The employees of Neat Clothes work Monday through Friday. Every other Friday the company issues payroll checks totaling $32,000 (or $3,200 per weekday). The current pay period ends on Friday, January 3. Neat Clothes is now preparing financial statements for the year ended December 31. What is the adjusting entry to record accrued salaries at the end of the year?
A) Debit Salaries Payable and credit Salaries Expense for $22,400.
B) Debit Salaries Expense and credit Salaries Payable for $6,400.
C) Debit Salaries Expense and credit Salaries Payable for $9,600.
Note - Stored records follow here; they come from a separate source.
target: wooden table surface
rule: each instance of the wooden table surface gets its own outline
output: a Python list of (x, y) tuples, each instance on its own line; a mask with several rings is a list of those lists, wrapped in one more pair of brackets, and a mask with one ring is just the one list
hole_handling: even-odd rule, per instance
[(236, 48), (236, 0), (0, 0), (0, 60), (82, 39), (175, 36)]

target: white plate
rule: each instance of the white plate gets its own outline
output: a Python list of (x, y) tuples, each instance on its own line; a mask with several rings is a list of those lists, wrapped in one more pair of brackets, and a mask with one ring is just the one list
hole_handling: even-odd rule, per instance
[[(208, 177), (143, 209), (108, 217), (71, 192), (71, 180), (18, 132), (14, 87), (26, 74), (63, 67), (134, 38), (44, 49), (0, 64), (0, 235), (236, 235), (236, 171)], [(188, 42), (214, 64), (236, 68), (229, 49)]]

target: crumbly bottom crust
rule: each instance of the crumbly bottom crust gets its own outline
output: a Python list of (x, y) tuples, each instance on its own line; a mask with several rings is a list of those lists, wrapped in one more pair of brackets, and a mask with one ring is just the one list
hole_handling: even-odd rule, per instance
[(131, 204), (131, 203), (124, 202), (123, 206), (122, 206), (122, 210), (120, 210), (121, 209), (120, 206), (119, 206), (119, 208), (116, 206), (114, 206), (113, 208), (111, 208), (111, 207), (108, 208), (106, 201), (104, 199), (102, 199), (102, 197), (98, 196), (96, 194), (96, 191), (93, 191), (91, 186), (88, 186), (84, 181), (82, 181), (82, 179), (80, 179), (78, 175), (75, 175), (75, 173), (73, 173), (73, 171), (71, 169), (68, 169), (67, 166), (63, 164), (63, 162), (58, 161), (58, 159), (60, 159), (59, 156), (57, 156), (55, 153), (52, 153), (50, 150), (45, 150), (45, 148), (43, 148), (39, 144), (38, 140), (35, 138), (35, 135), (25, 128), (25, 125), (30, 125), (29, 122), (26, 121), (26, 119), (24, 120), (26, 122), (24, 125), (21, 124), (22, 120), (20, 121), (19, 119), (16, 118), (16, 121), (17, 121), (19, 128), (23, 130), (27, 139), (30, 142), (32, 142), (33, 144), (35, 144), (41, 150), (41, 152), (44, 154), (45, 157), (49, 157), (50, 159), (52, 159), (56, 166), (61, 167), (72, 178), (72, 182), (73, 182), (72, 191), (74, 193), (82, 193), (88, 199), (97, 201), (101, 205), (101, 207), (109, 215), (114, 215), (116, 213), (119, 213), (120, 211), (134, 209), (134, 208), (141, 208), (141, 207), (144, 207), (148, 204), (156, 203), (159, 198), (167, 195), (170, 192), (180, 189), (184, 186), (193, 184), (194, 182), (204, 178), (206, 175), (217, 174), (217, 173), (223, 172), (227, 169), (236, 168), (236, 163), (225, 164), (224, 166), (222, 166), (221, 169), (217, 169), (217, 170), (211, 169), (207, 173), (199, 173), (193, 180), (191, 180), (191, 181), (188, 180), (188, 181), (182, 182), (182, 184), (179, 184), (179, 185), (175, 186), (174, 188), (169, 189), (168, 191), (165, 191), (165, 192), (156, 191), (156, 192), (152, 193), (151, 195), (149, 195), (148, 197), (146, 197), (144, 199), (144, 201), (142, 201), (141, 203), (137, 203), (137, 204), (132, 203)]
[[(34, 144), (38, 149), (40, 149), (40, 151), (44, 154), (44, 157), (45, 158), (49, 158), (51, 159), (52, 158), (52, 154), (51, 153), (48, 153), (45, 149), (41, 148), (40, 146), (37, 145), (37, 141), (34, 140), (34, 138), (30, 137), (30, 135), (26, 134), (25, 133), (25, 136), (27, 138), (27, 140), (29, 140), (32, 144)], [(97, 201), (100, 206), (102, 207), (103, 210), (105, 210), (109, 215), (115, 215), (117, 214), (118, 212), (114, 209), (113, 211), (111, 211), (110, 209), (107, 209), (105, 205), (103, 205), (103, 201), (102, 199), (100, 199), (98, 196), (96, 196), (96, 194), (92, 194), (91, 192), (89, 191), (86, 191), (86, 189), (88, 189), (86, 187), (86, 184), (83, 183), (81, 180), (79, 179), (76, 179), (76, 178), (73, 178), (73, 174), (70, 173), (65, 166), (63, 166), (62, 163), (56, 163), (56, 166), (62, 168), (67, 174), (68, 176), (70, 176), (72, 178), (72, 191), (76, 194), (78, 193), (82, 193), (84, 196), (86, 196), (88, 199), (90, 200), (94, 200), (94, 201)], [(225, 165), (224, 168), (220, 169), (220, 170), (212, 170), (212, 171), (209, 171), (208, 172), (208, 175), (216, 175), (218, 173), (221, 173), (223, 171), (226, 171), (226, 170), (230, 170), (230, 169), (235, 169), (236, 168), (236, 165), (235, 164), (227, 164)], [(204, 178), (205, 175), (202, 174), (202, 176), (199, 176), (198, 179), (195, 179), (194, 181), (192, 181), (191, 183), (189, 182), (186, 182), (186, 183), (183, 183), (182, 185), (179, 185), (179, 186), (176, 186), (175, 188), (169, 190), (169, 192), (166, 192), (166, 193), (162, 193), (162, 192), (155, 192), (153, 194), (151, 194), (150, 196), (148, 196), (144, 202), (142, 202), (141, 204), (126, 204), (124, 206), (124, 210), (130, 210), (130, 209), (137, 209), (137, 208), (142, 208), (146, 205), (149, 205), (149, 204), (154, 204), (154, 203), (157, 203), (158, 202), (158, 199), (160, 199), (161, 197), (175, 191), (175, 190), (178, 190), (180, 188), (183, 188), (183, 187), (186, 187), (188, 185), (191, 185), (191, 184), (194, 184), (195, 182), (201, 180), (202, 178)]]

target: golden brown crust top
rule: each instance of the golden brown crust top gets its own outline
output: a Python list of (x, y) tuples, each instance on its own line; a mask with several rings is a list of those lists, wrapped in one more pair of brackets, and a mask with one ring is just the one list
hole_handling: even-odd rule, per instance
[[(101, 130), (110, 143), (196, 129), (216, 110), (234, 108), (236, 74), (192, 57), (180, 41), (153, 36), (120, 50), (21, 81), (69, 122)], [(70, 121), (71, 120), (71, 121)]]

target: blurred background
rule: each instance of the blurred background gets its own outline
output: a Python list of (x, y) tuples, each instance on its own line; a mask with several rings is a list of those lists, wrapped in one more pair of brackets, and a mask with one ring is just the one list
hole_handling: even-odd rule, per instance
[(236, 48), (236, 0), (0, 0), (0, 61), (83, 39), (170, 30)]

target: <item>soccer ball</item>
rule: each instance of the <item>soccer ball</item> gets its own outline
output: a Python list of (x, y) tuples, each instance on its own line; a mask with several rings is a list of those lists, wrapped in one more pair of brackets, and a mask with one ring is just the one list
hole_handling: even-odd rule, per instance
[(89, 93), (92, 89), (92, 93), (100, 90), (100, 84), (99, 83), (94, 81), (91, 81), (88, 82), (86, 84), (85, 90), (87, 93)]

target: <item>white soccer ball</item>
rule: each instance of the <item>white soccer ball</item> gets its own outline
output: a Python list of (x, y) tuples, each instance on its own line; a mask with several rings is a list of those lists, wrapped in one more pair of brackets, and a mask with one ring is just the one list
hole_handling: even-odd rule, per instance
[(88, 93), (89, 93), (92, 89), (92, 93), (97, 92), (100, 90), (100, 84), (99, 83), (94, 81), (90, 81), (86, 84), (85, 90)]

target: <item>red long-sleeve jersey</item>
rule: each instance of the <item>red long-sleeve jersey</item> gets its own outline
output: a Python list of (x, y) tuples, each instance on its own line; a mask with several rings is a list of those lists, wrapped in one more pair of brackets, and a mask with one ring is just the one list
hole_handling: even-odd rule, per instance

D) Debit Salaries Expense and credit Salaries Payable for $22,400.
Answer: D
A company receives a utility bill each month for services received. The company's policy is to pay the utility bill within 30 days of receipt. On December 31, 2021, the company receives a utility bill of $4,200 for the month of December and plans to pay the bill by January 30, 2022. What adjusting entry, if any, will the company record on December 31, 2021?
A) Debit Utilities Expense and credit Cash for $4,200.
B) Debit Utilities Expense and credit Utilities Payable for $4,200.
C) Debit Utilities Payable and credit Utilities Expense for $4,200.
D) No adjusting entry is necessary at the end of the year.
Answer: B
A company owes employee salaries of $16,000 at the end of the year. These salaries will be paid in the following year. What adjusting entry, if any, does the company need to record at the end of the year?
A) Debit Salaries Expense and credit Cash for $16,000.
B) Debit Salaries Expense and credit Salaries Payable for $16,000.
C) Debit Salaries Payable and credit Salaries Expense for $16,000.
D) No adjusting entry is necessary at the end of the year.